神乃乙矢(3)
「条件による」
「わかった。まずは条件を話してやる。条件は二つ。一つはこれをファリスに」
懐から取り出した布を差し出したが、シュナはそれを見つめただけだった。
「別に変なもんじゃない。ただのダイスだよ」
手のひらの上で布を開いてみせると、シュナが驚愕に目を見開く。
「馬鹿な。なぜ……お前っ」
「俺が造ったんだ。ちゃんと実が真ん中に入ってなくて悪いけど、ファリスのは俺に使っちまっただろ? たぶんちょっとでかいし、代わりにはならないだろうけど、ないよりはマシだと思うから」
俺の言葉にシュナは困惑を露わにしていたが、再び包んだダイスを差し出すと、震える手で受け取ってくれた。
「どういう、ことだ……。
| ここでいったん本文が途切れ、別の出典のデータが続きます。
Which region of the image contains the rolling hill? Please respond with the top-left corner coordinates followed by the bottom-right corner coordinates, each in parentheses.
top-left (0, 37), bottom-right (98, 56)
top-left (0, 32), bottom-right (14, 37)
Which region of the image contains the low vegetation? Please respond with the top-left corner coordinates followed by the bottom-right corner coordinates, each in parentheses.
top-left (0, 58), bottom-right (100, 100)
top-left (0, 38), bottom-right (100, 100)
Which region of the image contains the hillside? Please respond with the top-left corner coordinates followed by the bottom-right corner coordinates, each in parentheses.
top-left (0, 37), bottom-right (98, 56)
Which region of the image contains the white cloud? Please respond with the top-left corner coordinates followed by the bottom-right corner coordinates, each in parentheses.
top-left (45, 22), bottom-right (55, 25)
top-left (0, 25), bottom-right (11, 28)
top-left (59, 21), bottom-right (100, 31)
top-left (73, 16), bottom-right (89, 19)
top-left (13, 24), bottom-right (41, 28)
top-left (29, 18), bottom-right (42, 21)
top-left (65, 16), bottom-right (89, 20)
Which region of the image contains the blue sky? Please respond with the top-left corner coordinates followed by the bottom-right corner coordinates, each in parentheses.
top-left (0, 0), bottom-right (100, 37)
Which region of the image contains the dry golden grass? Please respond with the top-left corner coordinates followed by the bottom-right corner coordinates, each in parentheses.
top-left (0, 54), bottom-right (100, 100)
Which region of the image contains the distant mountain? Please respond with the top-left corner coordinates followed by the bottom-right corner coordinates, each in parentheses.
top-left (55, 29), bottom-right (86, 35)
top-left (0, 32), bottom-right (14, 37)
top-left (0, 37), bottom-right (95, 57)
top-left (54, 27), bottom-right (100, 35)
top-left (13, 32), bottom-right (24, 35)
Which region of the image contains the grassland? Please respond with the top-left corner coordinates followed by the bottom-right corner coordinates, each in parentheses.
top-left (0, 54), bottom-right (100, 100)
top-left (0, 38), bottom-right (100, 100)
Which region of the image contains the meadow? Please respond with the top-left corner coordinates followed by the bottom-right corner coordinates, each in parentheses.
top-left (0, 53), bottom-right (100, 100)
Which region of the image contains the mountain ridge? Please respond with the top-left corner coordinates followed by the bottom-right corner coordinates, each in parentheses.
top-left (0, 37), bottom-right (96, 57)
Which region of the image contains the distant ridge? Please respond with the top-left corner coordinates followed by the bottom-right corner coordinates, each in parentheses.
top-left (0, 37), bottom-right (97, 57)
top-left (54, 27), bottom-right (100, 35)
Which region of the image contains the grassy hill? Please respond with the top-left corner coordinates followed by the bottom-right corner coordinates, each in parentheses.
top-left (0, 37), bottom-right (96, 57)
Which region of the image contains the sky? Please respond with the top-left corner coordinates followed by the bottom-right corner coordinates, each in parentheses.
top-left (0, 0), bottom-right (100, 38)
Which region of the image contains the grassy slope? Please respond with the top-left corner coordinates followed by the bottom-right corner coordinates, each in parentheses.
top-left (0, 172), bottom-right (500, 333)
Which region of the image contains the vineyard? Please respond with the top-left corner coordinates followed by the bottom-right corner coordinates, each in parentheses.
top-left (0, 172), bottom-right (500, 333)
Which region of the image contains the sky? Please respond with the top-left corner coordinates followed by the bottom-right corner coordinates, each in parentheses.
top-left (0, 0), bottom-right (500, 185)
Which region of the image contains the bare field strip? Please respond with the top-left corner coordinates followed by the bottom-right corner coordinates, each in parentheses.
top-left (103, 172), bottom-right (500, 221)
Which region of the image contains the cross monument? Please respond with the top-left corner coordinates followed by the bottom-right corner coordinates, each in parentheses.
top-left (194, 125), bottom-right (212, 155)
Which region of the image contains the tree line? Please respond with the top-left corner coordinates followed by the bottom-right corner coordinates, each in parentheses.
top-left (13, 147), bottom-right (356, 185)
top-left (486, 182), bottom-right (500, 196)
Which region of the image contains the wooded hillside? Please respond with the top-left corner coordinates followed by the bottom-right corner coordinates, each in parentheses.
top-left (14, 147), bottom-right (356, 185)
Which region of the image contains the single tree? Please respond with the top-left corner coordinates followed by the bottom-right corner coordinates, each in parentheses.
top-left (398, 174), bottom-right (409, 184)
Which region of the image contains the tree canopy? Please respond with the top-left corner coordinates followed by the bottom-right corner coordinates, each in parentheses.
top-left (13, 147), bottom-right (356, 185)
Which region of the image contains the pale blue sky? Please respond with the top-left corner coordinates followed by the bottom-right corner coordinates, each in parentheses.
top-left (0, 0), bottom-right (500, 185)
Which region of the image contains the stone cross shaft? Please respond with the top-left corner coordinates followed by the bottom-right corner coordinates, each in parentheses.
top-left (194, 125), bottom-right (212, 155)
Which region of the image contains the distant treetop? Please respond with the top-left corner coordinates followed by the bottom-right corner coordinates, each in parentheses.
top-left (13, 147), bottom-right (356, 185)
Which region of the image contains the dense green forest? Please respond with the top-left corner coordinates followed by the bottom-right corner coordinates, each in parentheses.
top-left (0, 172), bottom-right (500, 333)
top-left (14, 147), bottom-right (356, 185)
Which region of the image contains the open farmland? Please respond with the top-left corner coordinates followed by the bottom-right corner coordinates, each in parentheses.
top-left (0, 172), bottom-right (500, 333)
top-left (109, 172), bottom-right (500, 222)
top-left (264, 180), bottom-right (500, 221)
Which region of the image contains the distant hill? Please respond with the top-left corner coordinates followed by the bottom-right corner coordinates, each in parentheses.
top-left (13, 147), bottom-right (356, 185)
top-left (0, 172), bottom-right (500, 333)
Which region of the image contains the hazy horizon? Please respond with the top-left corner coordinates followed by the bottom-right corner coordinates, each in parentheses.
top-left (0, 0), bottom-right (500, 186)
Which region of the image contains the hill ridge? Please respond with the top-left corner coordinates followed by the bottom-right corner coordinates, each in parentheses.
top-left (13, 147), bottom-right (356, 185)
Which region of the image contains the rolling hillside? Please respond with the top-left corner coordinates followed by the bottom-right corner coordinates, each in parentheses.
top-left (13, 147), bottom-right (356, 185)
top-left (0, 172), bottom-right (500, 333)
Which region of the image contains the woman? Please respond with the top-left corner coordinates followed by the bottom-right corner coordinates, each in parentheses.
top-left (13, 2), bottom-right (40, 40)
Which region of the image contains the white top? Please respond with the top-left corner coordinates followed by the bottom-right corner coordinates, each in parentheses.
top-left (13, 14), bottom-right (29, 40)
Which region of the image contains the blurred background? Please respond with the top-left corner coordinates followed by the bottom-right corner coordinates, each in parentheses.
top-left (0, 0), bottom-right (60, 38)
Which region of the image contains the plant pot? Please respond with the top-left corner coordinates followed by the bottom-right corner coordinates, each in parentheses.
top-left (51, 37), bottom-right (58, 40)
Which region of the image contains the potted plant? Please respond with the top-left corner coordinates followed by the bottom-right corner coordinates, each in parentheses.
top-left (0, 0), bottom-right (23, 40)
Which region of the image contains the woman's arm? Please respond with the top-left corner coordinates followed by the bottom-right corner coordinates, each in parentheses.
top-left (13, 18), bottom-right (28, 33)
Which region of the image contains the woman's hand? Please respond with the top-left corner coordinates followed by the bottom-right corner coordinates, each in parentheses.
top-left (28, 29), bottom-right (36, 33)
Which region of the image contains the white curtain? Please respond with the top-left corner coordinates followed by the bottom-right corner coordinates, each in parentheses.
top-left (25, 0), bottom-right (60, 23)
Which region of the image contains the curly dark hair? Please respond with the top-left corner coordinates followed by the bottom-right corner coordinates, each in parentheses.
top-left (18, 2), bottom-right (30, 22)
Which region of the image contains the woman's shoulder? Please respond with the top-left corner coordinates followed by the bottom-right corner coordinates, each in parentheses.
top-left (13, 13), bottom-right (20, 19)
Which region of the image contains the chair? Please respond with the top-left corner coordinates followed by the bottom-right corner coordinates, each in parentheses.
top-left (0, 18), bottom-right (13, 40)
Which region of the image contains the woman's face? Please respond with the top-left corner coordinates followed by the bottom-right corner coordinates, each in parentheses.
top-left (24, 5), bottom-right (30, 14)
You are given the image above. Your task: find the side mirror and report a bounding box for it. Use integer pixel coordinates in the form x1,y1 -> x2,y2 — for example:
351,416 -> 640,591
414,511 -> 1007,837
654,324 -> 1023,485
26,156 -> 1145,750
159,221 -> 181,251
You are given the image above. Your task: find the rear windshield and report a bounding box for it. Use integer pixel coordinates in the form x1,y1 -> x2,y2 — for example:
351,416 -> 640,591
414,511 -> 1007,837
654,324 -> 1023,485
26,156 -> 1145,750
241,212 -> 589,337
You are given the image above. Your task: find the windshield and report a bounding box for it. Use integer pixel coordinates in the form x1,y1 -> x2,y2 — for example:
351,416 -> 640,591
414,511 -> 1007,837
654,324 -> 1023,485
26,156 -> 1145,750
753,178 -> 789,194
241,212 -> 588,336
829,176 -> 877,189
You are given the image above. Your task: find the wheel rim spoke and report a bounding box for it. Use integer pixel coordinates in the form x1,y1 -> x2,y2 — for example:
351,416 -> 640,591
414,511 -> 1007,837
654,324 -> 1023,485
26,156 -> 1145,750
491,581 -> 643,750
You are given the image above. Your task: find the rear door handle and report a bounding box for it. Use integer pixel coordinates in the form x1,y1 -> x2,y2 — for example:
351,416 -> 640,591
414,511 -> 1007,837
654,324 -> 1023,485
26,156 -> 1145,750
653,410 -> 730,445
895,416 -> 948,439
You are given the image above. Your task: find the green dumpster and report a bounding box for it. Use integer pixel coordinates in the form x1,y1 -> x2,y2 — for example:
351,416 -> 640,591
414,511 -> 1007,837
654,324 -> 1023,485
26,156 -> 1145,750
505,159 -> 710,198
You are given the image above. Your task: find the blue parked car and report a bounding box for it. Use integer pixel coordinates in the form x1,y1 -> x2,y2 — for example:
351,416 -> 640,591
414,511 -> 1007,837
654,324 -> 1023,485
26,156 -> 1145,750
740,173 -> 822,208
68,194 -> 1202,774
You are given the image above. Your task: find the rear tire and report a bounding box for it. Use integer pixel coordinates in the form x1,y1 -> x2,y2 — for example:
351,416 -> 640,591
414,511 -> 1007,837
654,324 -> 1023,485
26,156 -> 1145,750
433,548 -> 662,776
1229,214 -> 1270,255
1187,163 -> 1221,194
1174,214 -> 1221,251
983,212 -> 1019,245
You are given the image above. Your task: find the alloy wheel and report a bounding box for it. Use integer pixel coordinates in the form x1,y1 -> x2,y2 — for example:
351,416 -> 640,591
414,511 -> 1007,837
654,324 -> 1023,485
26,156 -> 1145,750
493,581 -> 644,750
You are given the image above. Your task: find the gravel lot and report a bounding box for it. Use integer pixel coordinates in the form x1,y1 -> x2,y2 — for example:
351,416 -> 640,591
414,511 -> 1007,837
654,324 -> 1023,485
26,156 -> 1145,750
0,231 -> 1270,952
ダイスを造った、だと?」
「俺、セッダのことはよくわからなくて、言われるままに自分でもヴィナ・ユナだと思ってたんだけど……どうやらユナだったみたいなんだ」
「ユ、ナ……? ……まさか、そんな」
「俺もちょっと前に気がついてさ。あんたに教わった通りに言霊を唱えても平気だったよ。俺に力を与えてくれたのは、紫の瞳の美人だって言っただろ? あれ、たぶんナディアだったんだ」
「ナディア、さま……だと? そんな馬鹿な。それでは、俺は……俺達は――」
まるで言葉に打ちのめされるみたいに、シュナが一歩後退する。その顔は青を通り越して、蒼白だった。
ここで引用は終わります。